The chief minister's statement has come as both the regions of Jammu and Kashmir are witnessing increasing violations of ceasefire from across the border along the Line of Control (LoC).
As fresh sniper shots and shelling from across the border fuels migration in Jammu's Poonch area because of civilian injuries, Omar asked India to take up the issue with Pakistan "in a strong manner".
"The way civilian areas were targeted by shelling yesterday (Thursday), it does not seem that their intentions are good," said Omar.
The CM said it was pledged that the director general of military operations (DGMOs) of both countries would discuss the issue and find a remedy.
Five people, including three children and a woman, were among those injured in Jammu's Najwal border hamlet in fresh Pakistan army's shelling.
Since January this year, the LoC has remained very hot.
There were serious allegations of limited border incursions and killings into each others' territories. Besides backing infiltration bids, the ceasefire violations saw no let up all through the year.
More than 150 violations were reported this year, which include infiltration bids.
At least 15 soldiers, eight from Pakistan and seven from India, have lost lives in the cross firings so far. Several civilians have also been caught in the crossfire. Major migration of civilians in two places, one in Poonch and PoK's Kotli areas, have taken place.
There was a major Pakistan army-backed infiltration bid between September 24 and October 8. The army claimed 30-40 were pushed back, around 12 dead, in the clashes near Kupwara's Keran sector, adjacent to the LoC.
Home minister, CM may visit LoC next week
The Jammu and Kashmir government has already taken up the issue of fresh violation with New Delhi.
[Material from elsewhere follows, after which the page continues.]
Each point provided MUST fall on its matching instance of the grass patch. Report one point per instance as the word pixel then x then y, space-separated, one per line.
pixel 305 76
Union home minister Sushil Kumar Shinde and Omar are likely to visit the LoC next week to assess the situation.
"We want the ceasefire to remain in force so that people living near the border and LoC sustain their life comfortably. The prevailing tension there (on LoC) is not good for us (state)," he said.
Since 2002, there was a sharp dip in number of ceasefire violations after the two countries pledged to take the peace process forward, which also resulted in cross-LoC bus service and trade in state.
A sizable population in Jammu's Poonch areas returned to their fields near the border after two decades of constant ceasefire violations.
The fresh violations ahead of winters fuels fears that a cover is being provided to infiltrating militants to keep winters violent in state.
"So far, the most successful part of the peace process has been the ceasefire and if the ceasefire is ended, then it would be difficult to enforce it again," Omar warned.
* Five people, including three children and a woman, were among those injured in Jammu's Najwal border hamlet in fresh Pakistan army's shelling.
* More than 150 violations were reported this year, which include infiltration bids.
* At least 15 soldiers, eight from Pakistan and seven from India, have lost lives in the cross firings so far.
* Several civilians have also been caught in the crossfire.
* Major migration of civilians in two places, one in Poonch and PoK's Kotli areas, have taken place.